Na tym nie koniec. Szef rządu zapowiedział też, że z dodatkowego zasiłku będą mogli skorzystać również rodzice, którzy z różnych względów nie będą w stanie dziecka posłać do żłobka lub szkoły, oraz się po prostu tego obawiają.
Ministerstwo Rodziny, Pracy i Polityki Społecznej wyjaśniło, że rozporządzenie, nad którym pracują obecnie urzędnicy, ma na celu głównie zapobiec katastrofie związanej z brakiem wystarczającej liczby miejsc w żłobkach i przedszkolach. Jest to więc odpowiedź na postulaty samorządów oraz części rodziców.
“Przygotowujemy projekt rozporządzenia dotyczący wsparcia rodziców w sytuacji, gdy placówki opieki zostaną zamknięte.
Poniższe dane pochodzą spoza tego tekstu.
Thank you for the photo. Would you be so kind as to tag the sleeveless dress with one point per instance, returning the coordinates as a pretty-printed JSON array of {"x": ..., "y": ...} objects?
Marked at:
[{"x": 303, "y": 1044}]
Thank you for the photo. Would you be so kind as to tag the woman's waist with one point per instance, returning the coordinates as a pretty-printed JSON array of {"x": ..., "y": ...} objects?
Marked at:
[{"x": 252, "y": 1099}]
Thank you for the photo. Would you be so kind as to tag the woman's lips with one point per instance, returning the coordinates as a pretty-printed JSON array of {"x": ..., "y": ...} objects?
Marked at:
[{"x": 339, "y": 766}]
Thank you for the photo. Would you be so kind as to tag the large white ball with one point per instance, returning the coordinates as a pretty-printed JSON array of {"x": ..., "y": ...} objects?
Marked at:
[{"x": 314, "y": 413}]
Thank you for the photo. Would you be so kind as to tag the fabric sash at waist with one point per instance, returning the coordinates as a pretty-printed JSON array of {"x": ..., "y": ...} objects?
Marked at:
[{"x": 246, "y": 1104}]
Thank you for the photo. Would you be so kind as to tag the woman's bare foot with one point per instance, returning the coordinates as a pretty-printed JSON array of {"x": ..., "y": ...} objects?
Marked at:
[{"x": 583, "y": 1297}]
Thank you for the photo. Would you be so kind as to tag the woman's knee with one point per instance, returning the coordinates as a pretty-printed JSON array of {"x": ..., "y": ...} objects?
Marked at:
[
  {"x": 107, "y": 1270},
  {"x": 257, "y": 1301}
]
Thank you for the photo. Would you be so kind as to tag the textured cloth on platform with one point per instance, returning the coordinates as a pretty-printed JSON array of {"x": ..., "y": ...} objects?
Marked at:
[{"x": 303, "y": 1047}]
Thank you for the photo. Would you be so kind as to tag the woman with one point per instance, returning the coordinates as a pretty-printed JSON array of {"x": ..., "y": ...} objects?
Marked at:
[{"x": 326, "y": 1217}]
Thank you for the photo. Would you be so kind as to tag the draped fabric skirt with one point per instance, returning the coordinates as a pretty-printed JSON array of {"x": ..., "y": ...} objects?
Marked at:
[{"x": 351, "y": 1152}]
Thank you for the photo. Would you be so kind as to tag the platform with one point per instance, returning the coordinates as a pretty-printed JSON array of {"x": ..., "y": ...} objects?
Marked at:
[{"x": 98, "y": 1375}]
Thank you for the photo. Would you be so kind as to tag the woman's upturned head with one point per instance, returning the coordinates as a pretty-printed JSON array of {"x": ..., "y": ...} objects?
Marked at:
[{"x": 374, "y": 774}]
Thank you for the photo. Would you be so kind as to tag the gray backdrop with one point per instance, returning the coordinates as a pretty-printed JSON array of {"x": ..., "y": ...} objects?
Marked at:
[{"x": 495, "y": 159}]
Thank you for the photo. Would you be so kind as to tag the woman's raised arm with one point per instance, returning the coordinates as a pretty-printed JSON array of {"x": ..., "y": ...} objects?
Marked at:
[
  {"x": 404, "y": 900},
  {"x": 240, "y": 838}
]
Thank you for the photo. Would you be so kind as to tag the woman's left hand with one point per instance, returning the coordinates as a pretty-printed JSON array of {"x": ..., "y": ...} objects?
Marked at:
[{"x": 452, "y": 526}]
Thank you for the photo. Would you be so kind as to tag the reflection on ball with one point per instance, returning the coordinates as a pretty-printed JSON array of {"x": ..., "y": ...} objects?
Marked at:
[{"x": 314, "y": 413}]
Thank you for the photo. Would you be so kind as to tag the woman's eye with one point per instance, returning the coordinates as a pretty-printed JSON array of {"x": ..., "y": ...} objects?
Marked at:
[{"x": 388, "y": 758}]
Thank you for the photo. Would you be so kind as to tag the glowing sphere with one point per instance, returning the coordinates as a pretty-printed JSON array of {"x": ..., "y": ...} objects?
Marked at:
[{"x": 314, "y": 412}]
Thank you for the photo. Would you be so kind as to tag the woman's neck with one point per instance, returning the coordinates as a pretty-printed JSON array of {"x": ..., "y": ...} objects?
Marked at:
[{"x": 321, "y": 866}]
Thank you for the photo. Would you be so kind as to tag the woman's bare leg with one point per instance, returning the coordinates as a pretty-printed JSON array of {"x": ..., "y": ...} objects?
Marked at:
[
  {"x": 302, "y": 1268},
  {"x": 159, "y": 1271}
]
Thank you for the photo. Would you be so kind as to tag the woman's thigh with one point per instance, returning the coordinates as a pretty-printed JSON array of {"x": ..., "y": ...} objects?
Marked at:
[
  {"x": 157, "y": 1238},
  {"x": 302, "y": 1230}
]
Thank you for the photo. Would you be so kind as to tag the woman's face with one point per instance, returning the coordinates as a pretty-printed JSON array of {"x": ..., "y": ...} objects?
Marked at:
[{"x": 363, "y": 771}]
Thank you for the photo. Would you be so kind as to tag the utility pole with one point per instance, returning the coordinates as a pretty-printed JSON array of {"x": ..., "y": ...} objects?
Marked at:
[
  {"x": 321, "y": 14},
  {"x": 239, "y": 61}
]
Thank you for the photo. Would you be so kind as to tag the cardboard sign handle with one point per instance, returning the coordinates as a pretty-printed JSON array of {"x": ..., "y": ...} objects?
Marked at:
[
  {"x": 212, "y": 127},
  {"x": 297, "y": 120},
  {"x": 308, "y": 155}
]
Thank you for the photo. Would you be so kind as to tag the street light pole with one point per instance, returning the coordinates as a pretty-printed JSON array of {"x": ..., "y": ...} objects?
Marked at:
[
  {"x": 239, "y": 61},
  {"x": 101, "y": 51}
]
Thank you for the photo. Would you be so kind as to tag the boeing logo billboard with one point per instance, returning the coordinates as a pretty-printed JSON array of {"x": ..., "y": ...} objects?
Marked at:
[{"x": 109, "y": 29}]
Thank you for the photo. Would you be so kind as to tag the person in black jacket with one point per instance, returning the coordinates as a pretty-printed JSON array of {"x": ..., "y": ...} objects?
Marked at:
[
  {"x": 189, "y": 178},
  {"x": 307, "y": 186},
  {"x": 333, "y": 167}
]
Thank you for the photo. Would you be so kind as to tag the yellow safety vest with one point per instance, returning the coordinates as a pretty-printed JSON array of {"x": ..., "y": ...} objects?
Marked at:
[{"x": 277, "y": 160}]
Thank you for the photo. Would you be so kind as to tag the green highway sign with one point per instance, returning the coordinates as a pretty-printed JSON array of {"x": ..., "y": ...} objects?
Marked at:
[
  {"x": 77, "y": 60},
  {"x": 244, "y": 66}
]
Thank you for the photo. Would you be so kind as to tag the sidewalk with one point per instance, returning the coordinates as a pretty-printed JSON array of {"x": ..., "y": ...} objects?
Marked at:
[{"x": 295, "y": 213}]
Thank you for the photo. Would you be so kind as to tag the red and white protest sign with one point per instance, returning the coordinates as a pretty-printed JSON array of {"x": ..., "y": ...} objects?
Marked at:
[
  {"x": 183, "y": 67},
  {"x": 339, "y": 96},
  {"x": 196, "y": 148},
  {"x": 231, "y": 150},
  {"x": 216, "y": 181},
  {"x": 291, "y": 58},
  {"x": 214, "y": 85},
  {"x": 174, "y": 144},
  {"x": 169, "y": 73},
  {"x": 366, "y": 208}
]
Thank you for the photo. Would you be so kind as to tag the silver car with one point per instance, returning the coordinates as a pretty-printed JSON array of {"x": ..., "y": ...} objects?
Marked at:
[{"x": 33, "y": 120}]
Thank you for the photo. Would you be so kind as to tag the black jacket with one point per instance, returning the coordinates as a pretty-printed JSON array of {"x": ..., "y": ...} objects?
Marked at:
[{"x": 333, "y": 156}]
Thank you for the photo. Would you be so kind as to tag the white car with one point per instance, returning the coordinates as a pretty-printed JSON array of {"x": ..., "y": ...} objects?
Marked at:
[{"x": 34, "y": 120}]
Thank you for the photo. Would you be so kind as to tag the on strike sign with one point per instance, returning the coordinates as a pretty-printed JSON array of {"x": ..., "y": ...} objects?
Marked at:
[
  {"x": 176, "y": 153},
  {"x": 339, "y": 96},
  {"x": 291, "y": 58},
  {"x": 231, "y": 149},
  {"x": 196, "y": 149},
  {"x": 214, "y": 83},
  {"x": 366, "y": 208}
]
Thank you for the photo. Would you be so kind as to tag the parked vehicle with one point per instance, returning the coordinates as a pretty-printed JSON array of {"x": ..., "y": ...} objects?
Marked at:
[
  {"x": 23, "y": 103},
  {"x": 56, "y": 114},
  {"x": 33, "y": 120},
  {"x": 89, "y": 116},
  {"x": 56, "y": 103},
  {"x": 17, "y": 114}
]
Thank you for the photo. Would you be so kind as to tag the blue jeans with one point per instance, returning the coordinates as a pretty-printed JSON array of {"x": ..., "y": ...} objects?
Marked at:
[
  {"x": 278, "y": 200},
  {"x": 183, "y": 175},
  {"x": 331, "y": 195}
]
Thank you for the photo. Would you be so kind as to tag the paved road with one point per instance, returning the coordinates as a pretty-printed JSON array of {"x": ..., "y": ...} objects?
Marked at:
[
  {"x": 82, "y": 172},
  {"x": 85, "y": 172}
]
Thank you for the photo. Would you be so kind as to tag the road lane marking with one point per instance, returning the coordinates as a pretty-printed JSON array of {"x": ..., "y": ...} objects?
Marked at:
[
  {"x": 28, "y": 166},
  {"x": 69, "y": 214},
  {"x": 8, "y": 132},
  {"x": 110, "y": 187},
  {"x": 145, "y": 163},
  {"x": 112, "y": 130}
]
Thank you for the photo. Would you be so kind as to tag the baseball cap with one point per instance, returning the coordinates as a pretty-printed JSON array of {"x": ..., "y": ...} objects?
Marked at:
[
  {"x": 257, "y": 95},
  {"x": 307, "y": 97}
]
Chcemy, aby dodatkowy zasiłek opiekuńczy przysługiwał także rodzicom w sytuacji, gdy obostrzenia epidemiologiczne nie pozwolą na przyjęcie wszystkich dzieci do placówek opieki. Dodatkowe wsparcie będzie kierowane celowo, aby zabezpieczyć sytuacje, kiedy jest ono niezbędne i rodzina wymaga wsparcia” – czytamy w komunikacie ministerstwa.
Przepis o dodatkowych zasiłkach opiekuńczych znalazł się w nowelizacji ustawy o szczególnych rozwiązaniach związanych z zapobieganiem, przeciwdziałaniem i zwalczaniem COVID-19. Ustawa przeszła przez Senat.
Dzięki nowym przepisom rząd w drodze zwykłego rozporządzenia będzie mógł przyznawać dodatkowe zasiłki opiekuńcze, które nie wliczają się do ustawowych 60 dni.